Nicotine-induced DA release in striatal synaptosomes. A, Striatal synaptosomes from α4-/-, α6-/-, β2-/-, and α4-/-α6-/- animals and their respective Wt controls were prepared and loaded with 3H-DA. The effect of 3 μm l-nicotine on DA release was determined in the presence or absence of 100 nm αCtxMII. Peak 3H-DA release values (expressed as percentage of release above baseline levels) represent the mean ± SEM of at least three determinations. *p < 0.01 compared with matching Wt control (Student's t test); °p < 0.01 compared with αCtxMII-free condition (paired Student's t test). B, C, Dose-response curves for nicotine-induced DA release.

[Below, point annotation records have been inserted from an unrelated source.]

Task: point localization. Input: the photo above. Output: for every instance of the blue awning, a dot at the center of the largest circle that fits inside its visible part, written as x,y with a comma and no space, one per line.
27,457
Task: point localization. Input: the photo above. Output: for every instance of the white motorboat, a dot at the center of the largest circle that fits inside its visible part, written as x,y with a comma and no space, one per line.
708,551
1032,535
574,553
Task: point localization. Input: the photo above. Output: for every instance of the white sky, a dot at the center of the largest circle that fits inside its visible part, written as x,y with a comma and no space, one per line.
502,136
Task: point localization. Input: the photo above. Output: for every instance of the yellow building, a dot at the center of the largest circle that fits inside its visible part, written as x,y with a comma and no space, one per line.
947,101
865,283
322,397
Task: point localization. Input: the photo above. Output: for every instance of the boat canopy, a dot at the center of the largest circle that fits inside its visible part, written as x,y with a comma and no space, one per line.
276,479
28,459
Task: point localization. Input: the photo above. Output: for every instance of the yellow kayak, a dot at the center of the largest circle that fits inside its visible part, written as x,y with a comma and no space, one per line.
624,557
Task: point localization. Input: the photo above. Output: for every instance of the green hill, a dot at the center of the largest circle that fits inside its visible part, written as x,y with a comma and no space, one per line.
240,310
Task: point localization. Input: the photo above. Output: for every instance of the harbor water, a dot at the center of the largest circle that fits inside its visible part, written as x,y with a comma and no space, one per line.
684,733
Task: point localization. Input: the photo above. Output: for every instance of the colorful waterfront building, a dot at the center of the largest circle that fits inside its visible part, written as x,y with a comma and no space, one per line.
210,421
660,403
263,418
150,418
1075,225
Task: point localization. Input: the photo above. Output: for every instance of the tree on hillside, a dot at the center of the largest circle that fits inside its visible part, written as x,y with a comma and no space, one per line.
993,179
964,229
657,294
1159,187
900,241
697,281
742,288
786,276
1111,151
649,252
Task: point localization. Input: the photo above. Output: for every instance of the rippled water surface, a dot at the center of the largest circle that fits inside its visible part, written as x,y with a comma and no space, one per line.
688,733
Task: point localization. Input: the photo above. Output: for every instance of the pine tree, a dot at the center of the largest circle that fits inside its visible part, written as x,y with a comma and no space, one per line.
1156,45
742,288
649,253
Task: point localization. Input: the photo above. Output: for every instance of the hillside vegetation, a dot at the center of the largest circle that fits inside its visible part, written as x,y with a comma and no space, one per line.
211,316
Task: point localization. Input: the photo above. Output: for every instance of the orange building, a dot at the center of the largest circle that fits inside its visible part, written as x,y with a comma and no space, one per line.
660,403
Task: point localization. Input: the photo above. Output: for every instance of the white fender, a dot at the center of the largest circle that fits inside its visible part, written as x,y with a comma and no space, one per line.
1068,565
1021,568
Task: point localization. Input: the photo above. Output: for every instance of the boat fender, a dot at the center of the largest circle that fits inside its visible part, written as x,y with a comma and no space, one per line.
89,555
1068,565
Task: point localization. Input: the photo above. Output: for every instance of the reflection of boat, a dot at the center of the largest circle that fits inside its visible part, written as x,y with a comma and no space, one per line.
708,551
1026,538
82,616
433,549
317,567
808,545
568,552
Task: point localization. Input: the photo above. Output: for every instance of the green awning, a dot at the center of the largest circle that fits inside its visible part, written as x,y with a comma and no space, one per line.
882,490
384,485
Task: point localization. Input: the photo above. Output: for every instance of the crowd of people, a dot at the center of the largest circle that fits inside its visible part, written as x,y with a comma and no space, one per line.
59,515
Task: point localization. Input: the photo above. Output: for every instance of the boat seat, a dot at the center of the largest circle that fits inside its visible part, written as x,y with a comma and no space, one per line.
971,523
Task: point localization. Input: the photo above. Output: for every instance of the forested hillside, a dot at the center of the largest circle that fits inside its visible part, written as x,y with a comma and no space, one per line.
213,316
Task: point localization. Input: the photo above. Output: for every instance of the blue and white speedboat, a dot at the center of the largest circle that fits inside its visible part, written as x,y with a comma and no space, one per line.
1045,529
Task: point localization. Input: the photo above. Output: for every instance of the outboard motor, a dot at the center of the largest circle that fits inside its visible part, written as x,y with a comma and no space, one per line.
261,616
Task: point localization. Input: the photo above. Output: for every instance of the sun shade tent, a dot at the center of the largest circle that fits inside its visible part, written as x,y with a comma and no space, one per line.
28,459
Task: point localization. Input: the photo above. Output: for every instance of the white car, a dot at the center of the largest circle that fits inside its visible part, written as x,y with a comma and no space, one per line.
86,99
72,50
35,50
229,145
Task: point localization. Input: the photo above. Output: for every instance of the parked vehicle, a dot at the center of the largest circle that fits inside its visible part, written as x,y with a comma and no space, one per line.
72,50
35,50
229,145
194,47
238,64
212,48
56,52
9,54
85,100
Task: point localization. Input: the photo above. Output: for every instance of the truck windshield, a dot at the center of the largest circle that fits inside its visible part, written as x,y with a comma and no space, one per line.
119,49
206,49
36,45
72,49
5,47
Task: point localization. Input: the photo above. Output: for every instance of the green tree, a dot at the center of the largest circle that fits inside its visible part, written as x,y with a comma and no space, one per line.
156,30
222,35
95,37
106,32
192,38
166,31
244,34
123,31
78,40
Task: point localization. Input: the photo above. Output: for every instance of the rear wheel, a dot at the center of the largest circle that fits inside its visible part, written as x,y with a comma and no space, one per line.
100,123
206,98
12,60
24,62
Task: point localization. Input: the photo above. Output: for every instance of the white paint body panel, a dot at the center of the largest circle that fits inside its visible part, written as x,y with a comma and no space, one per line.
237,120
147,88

For each synaptosome preparation, data were normalized to the response obtained with 3 μm nicotine. Dose-response curves were fitted to the Hill equation: Release = Rmax/(1+(EC50/[Nic])n).

Figure 4.

ACh-elicited currents in SNc/VTA DA neurons. Effect of αCtxMII. Representative traces of ACh-elicited currents in DA neurons from α6+/+, α4-/-, α6-/-, and α4-/-α6-/- mice. Mean αCtxMII (100 nm) inhibition values are shown in Table 2. In α4-/-α6-/- mice, or inα4-/- animals after αCtxMII application, residual current exhibited the kinetic (fast rise and decay) and pharmacological characteristics (complete inhibition by 1 nm MLA) of α7 nAChR-mediated currents.

Figure 5.

Nicotine-elicited DA release in the ventral striatum of α6-/- mice. A-C, Mice (n = 4-7 animals per group) were injected intraperitoneally with a solution of 0.5 or 1 mg kg-1 nicotine (free base), and extracellular DA levels were measured by microdialysis in the ventral striatum. Results are expressed as percentage of basal DA levels (mean of 5-8 samples collected immediately before treatment). Basal DA levels in perfusate did not differ between the two genotypes. D, AUC values, representing the amount of DA outflow collected during the 0-120 min post-treatment period, are expressed as percentage of basal values. (*p < 0.05 and **p < 0.01 relative to the corresponding control NaCl-treated group; two-way ANOVA). No statistically significant difference between α6+/+ and α6-/- mice is observed.

Figure 6.

Subunit composition of functional nAChRs expressed by DA neurons. The relative proportion of the different nAChR subtypes mediating nicotine-induced DA release in striatal synaptosomes or ACh-elicited currents in SN/VTA are indicated (gray insets). The contribution of subunits in brackets to functional α6* nAChRs remains to be fully established. In addition to its direct actions on nAChRs expressed by DA neurons, nicotine might increase DA concentration in the Nac by at least two other mechanisms. By acting on α7 nAChRs located on cortical glutamatergic terminals, nicotine stimulates intra-VTA glutamate release and alters the firing pattern of DA neurons via NMDA receptor activation (Nomikos et al., 2000). At concentrations close to those found in smokers' blood, nicotine desensitizes α4β2 nAChRs on GABAergic interneurons, thus relieving the inhibitory control they exert on DA neurons (Mansvelder et al., 2002). Both direct and indirect mechanisms are likely to play a role in nicotine reinforcement.